Di balik rumah tangga yang tampak sempurna, seorang suami diam-diam menjalani hubungan dengan teman masa mudanya. Saat rahasia ini terbongkar, ia dihadapkan pada kemarahan istri dan keluarga yang harus ia perbaiki atau ia tinggalkan.
Kehidupan Arya dan Laras tampak sempurna di luar. Mereka adalah pasangan yang selalu menjadi contoh bagi banyak orang-sepasang suami istri yang mesra, dengan dua anak yang ceria dan rumah yang selalu dipenuhi tawa. Setiap kali mereka menghadiri acara sosial, banyak yang mengagumi mereka sebagai pasangan yang ideal. Tapi seperti yang sering terjadi, tidak semua yang tampak sempurna di permukaan adalah cerminan dari kenyataan yang ada di dalam.
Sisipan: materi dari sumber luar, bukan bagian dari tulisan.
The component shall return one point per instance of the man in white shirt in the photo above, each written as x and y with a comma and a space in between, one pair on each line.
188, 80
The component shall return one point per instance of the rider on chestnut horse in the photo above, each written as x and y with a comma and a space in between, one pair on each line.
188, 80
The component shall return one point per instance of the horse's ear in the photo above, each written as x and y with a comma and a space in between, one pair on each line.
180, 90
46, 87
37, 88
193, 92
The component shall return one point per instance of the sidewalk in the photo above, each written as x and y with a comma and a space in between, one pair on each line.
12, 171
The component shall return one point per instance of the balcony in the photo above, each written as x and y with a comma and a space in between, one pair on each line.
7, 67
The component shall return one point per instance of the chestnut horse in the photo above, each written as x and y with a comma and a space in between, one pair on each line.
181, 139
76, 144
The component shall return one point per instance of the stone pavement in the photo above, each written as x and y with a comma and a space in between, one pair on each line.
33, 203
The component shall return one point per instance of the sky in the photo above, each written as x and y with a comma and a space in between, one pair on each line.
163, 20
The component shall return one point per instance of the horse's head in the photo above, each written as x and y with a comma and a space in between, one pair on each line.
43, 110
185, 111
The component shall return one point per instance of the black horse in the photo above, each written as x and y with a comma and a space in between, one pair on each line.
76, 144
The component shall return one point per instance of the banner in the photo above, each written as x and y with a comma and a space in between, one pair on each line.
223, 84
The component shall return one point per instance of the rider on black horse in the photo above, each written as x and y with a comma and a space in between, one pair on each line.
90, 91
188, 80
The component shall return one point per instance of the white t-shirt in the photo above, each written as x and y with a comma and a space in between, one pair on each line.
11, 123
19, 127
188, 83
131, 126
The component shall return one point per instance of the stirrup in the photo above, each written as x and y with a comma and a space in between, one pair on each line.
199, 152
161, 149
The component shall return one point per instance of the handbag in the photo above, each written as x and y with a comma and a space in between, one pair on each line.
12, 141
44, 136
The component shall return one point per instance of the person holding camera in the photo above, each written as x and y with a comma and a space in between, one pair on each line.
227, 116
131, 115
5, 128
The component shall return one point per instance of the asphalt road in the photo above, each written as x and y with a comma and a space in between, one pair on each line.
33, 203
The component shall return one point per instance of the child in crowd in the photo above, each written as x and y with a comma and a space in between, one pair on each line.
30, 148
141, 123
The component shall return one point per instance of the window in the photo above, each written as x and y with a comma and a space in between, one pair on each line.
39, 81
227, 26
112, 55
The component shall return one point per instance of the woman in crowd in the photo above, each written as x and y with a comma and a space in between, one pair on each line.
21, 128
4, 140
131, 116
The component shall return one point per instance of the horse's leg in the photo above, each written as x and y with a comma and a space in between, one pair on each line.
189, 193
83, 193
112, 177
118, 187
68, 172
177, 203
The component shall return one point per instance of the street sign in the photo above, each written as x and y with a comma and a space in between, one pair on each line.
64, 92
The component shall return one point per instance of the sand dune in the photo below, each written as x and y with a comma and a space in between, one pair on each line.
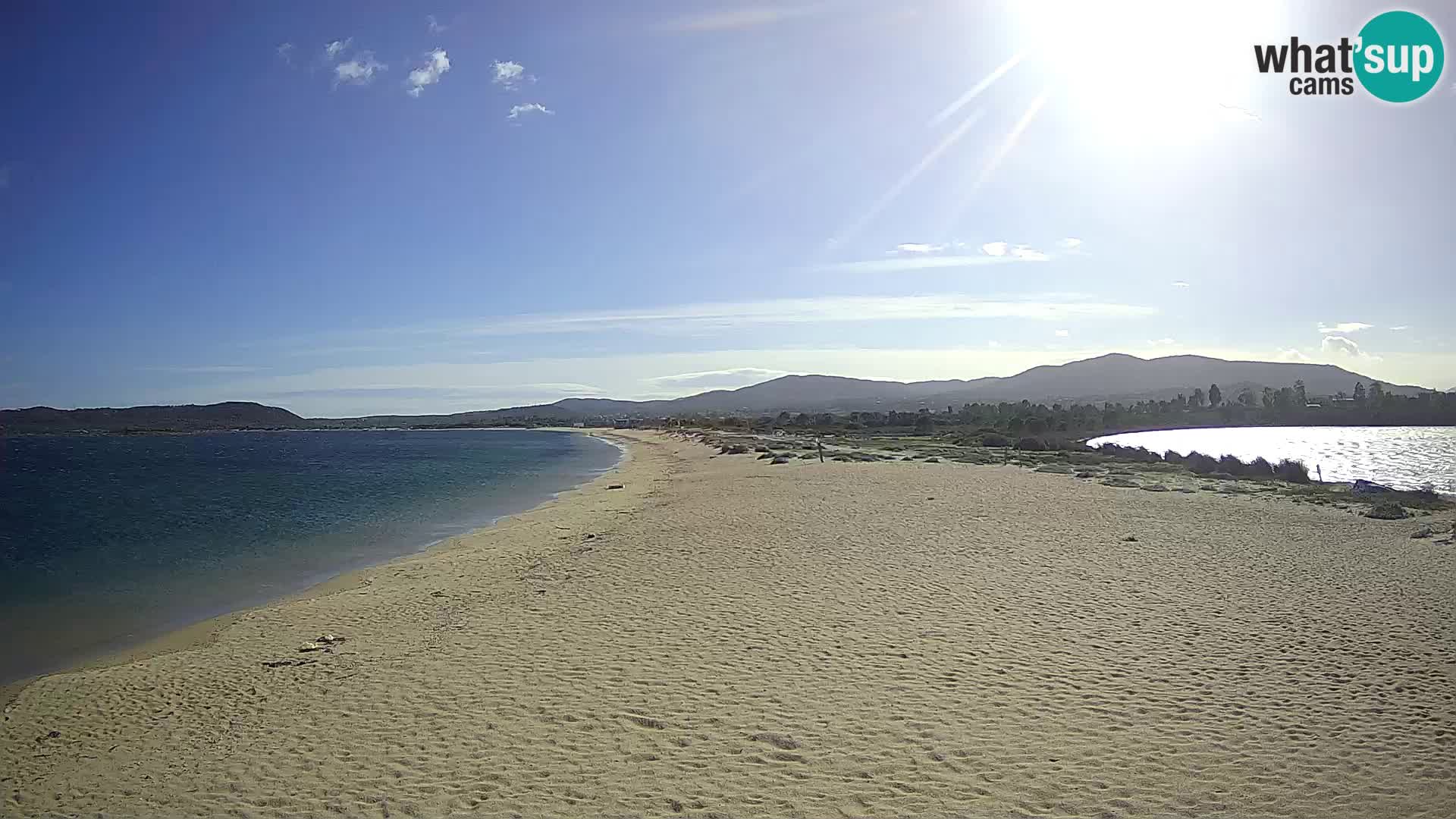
726, 637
Pagi itu, seperti biasa, Arya duduk di meja makan, menikmati secangkir kopi sambil membaca koran. Laras, yang baru saja selesai menyiapkan sarapan, berjalan mendekat dan menyapa suaminya dengan senyum hangat. "Selamat pagi, sayang," katanya lembut.
Arya mengangkat wajahnya, tersenyum balik, dan menciumnya di pipi. "Selamat pagi, kamu tampak cantik pagi ini."
Namun, di balik senyum itu, ada sesuatu yang tersembunyi. Arya merasa cemas-bukan karena Laras, tapi karena dirinya sendiri. Di bawah cincin pernikahan yang melingkar di jari manisnya, ada rahasia yang tak bisa ia ungkapkan. Sebuah rahasia yang telah mengganggu pikirannya selama beberapa bulan terakhir.
Sejak bertemu kembali dengan Maya, teman masa mudanya, perasaan yang telah lama terkubur mulai tumbuh kembali. Maya bukan sekadar kenangan-dia adalah bagian dari hidup Arya yang selalu ada di sana, meski di antara mereka tak pernah ada hubungan yang lebih dari sekadar pertemanan. Namun, setelah pertemuan mereka di reuni sekolah beberapa bulan yang lalu, semuanya berubah.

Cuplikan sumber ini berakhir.